A few weeks ago, I got a call from Susan Lee.
You don’t know Susan?
Well, you should.
Susan is the CMO of The Nederlander Organization, the founder of Camp Broadway, the Executive Producer of The Jimmy Awards, one of the engines behind Audience Rewards (Broadway’s only loyalty program), and more.
In other words, she is a super passionate person who has dedicated herself to expanding and building the audience of tomorrow.
So, she called . . . and duh, I answered.
I was honored when Susan told me she was inviting me to participate in the event held yesterday as part of Advertising Week, called The Innovator’s Forum. The Forum was a group of about 30 marketing “Thought Leaders” in both the profit and non-profit sectors of our industry. It was sponsored by The Nederlander Organization and The National Corporate Theatre Fund, led by an innovator himself, Exec. Director, Bruce Whitacre.
What happened during this 7-hour marketing-fest?
We discussed RenGen, and multicultural marketing. We talked new ways to bring brands to the sponsorship table, when they didn’t even know where the table was the year before (check out Long Wharf‘s tactics for ideas). We talked metrics, and money, and ways to make the consumer feel more like he or she is at the “center of the universe.”

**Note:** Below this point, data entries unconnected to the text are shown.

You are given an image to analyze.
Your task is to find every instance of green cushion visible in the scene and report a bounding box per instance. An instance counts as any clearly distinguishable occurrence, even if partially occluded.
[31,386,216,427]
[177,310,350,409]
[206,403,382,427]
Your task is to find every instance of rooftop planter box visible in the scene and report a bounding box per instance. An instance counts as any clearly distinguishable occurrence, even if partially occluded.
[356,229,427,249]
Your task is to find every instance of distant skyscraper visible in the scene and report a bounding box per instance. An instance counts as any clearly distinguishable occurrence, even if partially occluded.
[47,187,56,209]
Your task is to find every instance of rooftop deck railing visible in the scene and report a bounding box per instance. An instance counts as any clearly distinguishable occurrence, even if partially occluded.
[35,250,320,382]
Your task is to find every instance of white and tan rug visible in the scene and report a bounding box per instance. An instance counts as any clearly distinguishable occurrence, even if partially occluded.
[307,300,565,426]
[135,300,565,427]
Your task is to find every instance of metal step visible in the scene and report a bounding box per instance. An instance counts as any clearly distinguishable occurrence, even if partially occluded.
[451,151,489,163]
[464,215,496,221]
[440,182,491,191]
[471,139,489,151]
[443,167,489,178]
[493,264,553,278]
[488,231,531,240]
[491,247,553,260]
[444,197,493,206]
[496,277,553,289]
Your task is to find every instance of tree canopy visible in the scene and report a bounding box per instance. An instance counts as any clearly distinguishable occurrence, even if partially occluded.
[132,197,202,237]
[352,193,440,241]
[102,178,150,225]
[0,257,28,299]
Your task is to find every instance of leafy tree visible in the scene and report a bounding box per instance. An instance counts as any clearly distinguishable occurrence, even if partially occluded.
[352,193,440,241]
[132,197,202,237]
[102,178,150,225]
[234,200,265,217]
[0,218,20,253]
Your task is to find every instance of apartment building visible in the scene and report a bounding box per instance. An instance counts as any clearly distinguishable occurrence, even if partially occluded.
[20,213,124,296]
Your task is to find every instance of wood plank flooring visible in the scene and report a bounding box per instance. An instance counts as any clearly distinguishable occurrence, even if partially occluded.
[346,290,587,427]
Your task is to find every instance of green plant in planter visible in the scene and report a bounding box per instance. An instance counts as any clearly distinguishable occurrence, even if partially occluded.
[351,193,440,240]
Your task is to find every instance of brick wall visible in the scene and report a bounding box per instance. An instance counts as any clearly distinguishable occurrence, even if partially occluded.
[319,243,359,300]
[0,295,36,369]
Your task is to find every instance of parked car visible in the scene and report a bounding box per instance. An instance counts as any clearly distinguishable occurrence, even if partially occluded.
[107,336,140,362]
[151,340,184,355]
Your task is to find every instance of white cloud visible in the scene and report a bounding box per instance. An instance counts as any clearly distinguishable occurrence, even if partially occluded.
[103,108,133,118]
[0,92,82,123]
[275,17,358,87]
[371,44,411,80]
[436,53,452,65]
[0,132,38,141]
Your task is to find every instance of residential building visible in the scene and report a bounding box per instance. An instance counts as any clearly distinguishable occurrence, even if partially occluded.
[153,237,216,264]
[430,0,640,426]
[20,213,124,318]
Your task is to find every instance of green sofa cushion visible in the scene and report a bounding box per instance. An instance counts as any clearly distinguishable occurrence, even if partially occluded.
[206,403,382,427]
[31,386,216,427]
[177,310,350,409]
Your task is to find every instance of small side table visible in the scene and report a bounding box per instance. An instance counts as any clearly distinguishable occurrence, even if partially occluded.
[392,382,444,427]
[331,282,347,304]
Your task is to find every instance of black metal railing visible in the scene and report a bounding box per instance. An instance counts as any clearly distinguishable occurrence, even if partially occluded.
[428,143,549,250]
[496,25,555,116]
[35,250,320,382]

It was an inspiring day, and I was thrilled to be a part of it.
But the most inspiring part of the day wasn’t the specific action item we all walked away with. The most inspiring part of the day was seeing the faces of the other folks in that room.

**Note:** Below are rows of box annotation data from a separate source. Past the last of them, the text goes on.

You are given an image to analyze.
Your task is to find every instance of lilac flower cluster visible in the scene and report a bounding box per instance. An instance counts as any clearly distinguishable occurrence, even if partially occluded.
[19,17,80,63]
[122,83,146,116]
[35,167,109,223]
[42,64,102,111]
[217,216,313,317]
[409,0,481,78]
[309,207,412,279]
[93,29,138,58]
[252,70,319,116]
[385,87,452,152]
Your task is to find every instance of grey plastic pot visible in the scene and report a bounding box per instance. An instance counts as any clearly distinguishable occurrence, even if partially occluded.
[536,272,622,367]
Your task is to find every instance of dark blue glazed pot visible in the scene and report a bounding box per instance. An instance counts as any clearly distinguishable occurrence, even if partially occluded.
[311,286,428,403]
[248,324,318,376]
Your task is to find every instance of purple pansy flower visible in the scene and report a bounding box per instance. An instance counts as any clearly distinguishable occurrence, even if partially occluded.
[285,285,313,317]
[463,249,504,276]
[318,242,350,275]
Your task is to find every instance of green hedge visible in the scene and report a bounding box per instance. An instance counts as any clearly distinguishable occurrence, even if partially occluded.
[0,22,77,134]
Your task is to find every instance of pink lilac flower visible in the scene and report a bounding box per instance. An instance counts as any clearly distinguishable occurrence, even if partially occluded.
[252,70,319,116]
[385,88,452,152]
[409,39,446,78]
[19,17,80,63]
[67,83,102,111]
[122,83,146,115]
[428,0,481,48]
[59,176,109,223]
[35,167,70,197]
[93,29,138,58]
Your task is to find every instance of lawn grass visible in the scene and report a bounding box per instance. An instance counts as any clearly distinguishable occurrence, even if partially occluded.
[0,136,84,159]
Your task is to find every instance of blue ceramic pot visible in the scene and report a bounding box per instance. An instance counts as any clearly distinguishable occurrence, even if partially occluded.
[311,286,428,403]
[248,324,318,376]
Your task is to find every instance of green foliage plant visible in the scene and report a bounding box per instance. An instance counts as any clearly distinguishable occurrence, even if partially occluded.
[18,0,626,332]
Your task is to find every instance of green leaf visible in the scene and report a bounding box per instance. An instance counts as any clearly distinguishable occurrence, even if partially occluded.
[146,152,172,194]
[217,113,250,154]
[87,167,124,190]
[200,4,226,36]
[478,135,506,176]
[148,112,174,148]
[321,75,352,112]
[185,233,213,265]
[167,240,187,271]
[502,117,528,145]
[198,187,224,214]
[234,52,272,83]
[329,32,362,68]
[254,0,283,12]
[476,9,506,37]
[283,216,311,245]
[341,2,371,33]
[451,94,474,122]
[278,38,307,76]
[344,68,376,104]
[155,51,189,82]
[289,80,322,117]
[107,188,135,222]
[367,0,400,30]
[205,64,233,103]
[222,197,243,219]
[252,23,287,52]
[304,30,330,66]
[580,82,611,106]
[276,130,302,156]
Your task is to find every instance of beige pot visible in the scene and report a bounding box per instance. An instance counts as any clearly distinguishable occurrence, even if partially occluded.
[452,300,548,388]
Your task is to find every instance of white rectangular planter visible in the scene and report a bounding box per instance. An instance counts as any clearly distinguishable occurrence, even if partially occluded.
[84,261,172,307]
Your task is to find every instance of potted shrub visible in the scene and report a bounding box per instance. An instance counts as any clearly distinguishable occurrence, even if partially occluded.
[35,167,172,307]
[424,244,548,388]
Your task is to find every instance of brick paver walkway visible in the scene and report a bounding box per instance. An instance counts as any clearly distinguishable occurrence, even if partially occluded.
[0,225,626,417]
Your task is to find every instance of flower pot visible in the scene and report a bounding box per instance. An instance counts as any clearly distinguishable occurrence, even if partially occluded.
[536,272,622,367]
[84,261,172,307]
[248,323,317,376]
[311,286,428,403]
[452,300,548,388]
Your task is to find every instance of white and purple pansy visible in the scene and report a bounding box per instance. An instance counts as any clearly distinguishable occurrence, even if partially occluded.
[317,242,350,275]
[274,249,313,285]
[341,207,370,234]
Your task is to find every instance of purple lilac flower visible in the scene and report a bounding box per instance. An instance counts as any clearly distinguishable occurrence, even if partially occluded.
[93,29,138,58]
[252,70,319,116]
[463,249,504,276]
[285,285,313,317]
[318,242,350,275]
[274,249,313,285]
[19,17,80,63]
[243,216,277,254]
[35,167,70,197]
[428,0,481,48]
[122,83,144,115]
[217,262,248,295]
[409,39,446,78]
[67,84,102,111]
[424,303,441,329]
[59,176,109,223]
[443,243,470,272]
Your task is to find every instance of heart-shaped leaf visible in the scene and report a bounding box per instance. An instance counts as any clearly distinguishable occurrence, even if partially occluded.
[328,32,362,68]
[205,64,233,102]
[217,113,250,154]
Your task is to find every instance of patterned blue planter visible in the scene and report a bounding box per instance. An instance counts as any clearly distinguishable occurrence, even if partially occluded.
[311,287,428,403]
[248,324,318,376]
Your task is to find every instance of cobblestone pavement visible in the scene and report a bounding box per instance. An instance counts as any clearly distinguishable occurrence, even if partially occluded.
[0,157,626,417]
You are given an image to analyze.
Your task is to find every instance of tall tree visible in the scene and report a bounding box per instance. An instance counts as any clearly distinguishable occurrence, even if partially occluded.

What did they all have in common?
There wasn’t a scowl on one of them.
In the ‘free-speech’ wrap-up at the end of the day, a colleague of mine brought up exactly what I was thinking, which was that everyone . . . everyone . . . in that room was an optimist. This room knew more about the huge challenges facing our industry than most, yet they all still believed there was a way to make things better, and most importantly, that the fight it would take would be worth it.

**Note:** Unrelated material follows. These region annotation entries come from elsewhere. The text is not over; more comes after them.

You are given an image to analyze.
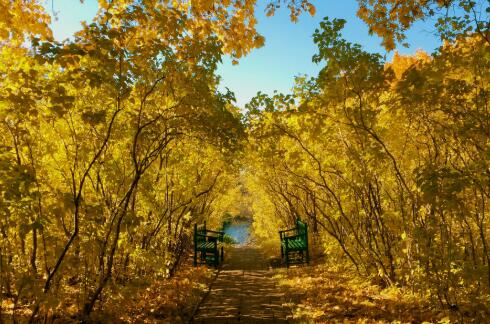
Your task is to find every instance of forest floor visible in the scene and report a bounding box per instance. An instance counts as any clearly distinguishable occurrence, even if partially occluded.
[191,246,490,323]
[0,244,490,323]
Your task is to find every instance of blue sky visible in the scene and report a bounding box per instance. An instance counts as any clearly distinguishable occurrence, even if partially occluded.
[45,0,438,107]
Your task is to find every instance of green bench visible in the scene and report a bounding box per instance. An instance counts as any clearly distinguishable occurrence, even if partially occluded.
[279,219,310,268]
[194,222,225,268]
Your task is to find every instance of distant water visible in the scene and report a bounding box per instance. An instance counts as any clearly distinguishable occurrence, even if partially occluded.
[223,221,251,244]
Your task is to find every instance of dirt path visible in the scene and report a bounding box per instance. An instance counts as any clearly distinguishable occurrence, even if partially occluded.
[194,247,291,323]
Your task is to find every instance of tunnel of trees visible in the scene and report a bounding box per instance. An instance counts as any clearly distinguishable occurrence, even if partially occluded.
[0,0,490,320]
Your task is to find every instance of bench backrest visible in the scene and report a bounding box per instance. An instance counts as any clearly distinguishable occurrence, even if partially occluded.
[194,221,206,242]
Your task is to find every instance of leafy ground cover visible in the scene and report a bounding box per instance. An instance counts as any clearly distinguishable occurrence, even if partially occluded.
[276,264,490,323]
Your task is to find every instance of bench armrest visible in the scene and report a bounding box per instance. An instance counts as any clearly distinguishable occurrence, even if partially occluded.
[284,234,305,241]
[206,230,225,235]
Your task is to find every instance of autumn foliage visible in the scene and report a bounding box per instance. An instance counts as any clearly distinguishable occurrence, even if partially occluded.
[0,0,490,321]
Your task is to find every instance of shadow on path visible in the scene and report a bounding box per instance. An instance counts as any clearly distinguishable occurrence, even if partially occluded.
[193,247,291,323]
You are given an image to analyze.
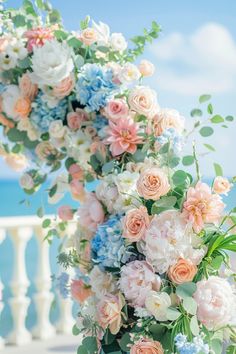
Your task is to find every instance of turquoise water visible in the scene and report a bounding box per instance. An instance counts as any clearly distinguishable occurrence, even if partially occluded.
[0,180,236,336]
[0,180,97,336]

This forum could have been the biggest bitch fest our industry has ever seen. And then, it would have been like so many other sessions I’ve been to.
But it wasn’t . . . and that’s when I realized that the “change agents” of the world have to be optimists, otherwise, they would never be motivated to get out of bed in the morning.
And the real innovators, like Susan and Bruce, are the ones that usually never go to bed in the first place.
How do you see the world in which you work?